Dictionaries long have been the go-to source for the meaning of words in statutes when there are questions of ordinary meaning or ambiguity. But dictionaries do not always lead to a clear result. The majority opinion in Muscarello v. United States, 524 U.S. 125 (1998), provides an interesting discussion of the shortcomings of dictionaries and other literature. The Oxford English Dictionary included alternate meanings that would encompass the interpretations of both the majority and the dissent. Other dictionaries were similarly imperfect, as were various sources in the Bible and English literature. That two textualists were on opposite side of the battle provides particular irony.

Since Muscarello, a number of articles in the legal literature have reviewed the many instances when statutory meaning can be particularly elusive and considered applying current-day computer analyses to the task—a study that has come to be known as "corpus linguistics." A concurrence in Wilson v. Safelite Grp., Inc., 2019 U.S. App. LEXIS 20472 (6th Cir. July 10, 2019) (Thapar, J., concurring), suggested "adding this tool to [courts' interpretive] belts."

The Third Circuit took up the challenge in Caesars Entertainment Corp. v. International Union of Operating Engineers, Local 68 Pension Fund, 2019 U.S. App. LEXIS 22991 (Aug. 1, 2019). The issue was whether 1980 amendments to ERISA required a former employer to continue to contribute to a multi-employer union pension plan for "work of the type for which contributions were previously required." In deciding that "previously" meant work that was no longer required, the Court analyzed a computer database of word usage, i.e., a linguistic corpus, to determine the most common synonyms used for "previously," and how often words such as "had" and "been" were co-occurring with previously—thus strengthening the conclusion that "previously" indicated a completed action.

Dueling concurrences in Wilson illustrate that not all judges agree that sua sponte searches by a judge or a law clerk of a current or historical linguistic corpus provides legally useful information. A similar debate occurred in concurring opinions in State v. Rasabout, 2015 UT 72, 356 P.3d 1258, 1262 (Ut. 2015), one of the earliest mentions of the methodology in a reported case, where the majority concluded, "We should … refuse our inclination to contrive of interesting research projects that require expertise in fields in which we have no training." Some may view corpus linguistics as nothing more than textualism gone wild. Others may see it as merely an improvement on Judge Richard Posner's use of Google in United States v. Costello, 666 F.3d 1040 (7th Cir. 2012) (searching for uses of "harbored"), or Justice Alito's word search in LEXIS or Westlaw in Texas Dep't of Community Affairs v. Inclusive Communities Project, Inc., 125 S. Ct. 2507, 2534 (1915) (Alito, J., dissenting) (analyzing the term "because of"). Still others may agree that such analysis may have its uses in the hands of linguistic experts—after all, dictionaries are now compiled and updated by linguists using computer analysis.

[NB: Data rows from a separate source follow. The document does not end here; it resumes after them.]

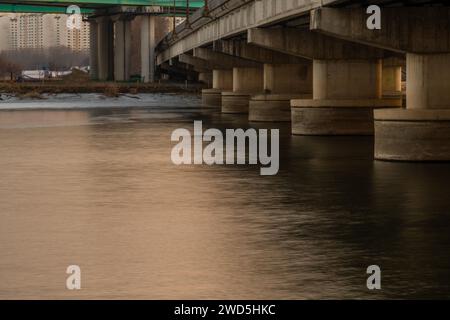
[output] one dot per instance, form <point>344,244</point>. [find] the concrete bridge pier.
<point>122,48</point>
<point>222,65</point>
<point>105,53</point>
<point>148,45</point>
<point>93,50</point>
<point>206,78</point>
<point>421,132</point>
<point>392,81</point>
<point>346,81</point>
<point>246,82</point>
<point>345,93</point>
<point>222,81</point>
<point>282,83</point>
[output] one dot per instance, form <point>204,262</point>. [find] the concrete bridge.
<point>317,64</point>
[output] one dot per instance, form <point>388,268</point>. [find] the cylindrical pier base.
<point>272,107</point>
<point>412,135</point>
<point>337,117</point>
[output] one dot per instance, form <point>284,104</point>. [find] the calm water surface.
<point>96,188</point>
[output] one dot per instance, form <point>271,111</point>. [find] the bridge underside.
<point>316,64</point>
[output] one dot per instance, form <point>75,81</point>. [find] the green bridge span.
<point>89,6</point>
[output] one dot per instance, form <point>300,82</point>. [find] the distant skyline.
<point>39,31</point>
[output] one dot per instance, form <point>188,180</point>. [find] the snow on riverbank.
<point>94,100</point>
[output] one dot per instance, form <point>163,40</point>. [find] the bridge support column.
<point>282,83</point>
<point>148,44</point>
<point>246,82</point>
<point>421,132</point>
<point>105,49</point>
<point>93,50</point>
<point>345,93</point>
<point>222,81</point>
<point>122,49</point>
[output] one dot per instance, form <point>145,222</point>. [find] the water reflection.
<point>97,188</point>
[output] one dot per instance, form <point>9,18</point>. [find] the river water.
<point>97,188</point>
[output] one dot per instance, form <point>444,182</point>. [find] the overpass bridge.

We urge a more measured and circumspect approach. We should be very cautious about claims made for artificial intelligence, especially in unqualified hands. One day we may have programmed computers to analyze speech and to specify what particular texts mean, but we are far from having AI systems that can analyze speech in that way. Judges and lawyers are not trained linguists, and their intrusion into corpus linguistics may be influenced by any number of human biases or predispositions, especially in the absence of scientific protocols. As noted by the Rasabout majority, corpus linguistics in the untrained hands of a judge may be nothing more than "scientific research that is not subject to scientific review." The prospect of the judges or lawyers wading into the morass of other technical, scientific areas of inquiry to render definitive decisions, unaided by expert opinion, is imprudent; so too here. At the very least, courts should discuss with the parties if its use may be helpful. The best protocol should permit the parties to advance the issue or have the opportunity to comment on amicus or expert submissions. Our generally positive view of corpus linguistics in a prior editorial, "On Language, Lawyers and Judges Don't Have All the Answers," 225 NJLJ No. 12, at 22 (Mar. 25, 2019), was premised on that very assumption that this is an area of expert scientific inquiry, not unassisted judicial opinion, much less bald attorney argument.